伸手从里面取出一座镶了紫水晶、红绿蓝宝石的金屋,金屋镂花精致、有瓷枕大小,大红门、小轩窗都可以打开,屋外还有一男一女两个孩童嬉戏。
罗孤用手细细摩挲这件金贵得吓人的奢侈品,眼里慢慢的蕴满了泪。
‘……那年,你是小女儿,我还是无忧君……’
那年,罗修宫廷夜更长。
琉璃宫灯下,罗孤顿时作苦难状,“整个后宫都是你在管,手里实在没钱了……这个,总不能从国库里动吧。那非得被大臣们往死里写去。”
“啊?”连月半晌说不出话来,愤愤的骂了句,“糟老头子!红颜未老恩先断……我竟嫁了个这么个吝啬主儿……”
罗孤悄悄对她说,“好好好……月是桂宫娇客,孤忍徒壁相迎?定叫九州净扫,勤将金石铸墙!”

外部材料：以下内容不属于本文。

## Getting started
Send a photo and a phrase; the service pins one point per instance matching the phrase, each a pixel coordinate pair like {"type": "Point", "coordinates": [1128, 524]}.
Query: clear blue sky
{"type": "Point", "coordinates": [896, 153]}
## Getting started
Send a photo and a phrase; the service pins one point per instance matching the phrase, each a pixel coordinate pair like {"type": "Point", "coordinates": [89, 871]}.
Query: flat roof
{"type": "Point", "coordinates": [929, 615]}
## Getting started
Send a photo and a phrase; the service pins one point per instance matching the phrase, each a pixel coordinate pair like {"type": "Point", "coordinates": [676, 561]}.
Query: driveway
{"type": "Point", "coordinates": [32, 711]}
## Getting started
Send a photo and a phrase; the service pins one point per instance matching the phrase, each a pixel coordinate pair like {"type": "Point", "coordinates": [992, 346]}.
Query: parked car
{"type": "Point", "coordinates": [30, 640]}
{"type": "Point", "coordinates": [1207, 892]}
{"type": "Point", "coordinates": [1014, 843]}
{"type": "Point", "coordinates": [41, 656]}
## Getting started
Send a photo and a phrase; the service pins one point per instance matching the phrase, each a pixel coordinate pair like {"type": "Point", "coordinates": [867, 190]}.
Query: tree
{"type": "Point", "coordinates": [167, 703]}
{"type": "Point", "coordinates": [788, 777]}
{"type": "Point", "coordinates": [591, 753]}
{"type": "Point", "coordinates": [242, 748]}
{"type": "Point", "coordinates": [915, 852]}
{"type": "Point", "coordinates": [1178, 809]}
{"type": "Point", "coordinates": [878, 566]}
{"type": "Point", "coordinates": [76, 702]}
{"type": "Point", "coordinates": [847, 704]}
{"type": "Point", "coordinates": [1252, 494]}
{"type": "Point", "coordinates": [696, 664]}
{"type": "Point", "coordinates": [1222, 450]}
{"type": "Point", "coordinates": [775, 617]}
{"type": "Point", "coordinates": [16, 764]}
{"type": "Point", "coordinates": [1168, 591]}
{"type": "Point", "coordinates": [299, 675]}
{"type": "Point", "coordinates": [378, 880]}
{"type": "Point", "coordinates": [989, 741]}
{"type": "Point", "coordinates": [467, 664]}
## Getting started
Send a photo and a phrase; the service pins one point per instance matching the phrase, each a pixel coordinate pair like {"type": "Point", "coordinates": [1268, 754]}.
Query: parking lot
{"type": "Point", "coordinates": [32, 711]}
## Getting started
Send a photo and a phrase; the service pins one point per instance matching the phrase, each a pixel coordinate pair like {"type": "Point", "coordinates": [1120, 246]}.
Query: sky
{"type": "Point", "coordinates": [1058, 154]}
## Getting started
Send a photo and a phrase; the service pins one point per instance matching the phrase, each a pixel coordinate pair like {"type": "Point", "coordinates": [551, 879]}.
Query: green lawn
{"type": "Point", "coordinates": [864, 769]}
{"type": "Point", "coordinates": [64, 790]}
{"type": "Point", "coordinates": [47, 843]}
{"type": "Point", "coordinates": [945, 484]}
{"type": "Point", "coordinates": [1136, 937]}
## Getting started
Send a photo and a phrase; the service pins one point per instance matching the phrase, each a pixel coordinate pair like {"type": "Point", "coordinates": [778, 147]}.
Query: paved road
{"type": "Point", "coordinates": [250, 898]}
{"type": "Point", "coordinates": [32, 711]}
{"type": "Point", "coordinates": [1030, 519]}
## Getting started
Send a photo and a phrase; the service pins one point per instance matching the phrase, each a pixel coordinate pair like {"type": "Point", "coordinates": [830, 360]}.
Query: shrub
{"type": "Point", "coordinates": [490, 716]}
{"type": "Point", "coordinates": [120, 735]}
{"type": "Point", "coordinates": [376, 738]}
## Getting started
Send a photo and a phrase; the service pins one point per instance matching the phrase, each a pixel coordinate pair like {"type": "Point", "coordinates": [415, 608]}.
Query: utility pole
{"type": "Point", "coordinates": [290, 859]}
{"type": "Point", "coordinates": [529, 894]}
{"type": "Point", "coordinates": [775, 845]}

夜风有些冷,吹醒了罗孤的头脑,“临渊,你说物是人非事事休……我该怎么办?”
当年,离宫赴左陵和月儿分离时,她就命巧匠铸一面镂金墙。
大总管绾碧说,“女儿嫁为人妇即是内室,铸墙不如铸屋,铸屋可避风挡雨。”
罗孤也觉得甚妙,便有心将金屋送给月儿当第一份礼物,准备左陵归来便送给她,也不枉她讨要一回。
“临渊,我终究是欠她的。”
“或许吧,”龙临渊静静的看着她,怜悯、愧疚、叹息、甚至有些无奈的开口:“小孤,乱世中公主的命运就是如此……你不是万能的圣主,你只是在汲汲营营中寻求一线生机的人。”
话毕,龙临渊望着明亮的宫灯发呆。
罗孤抚摸着手中的金屋苦笑,“临渊,也只有你知道我的无奈。”
可你,也是心心念念想将我推向那条道路上的人啊。
古步海边风云变色,几千名面色发菜的劳工正担挑着坚硬的石头在古罗海峡旁忙碌。一群身穿整洁的视察官员在狂风卷袖中拿着工具蹲着身子测量尺度。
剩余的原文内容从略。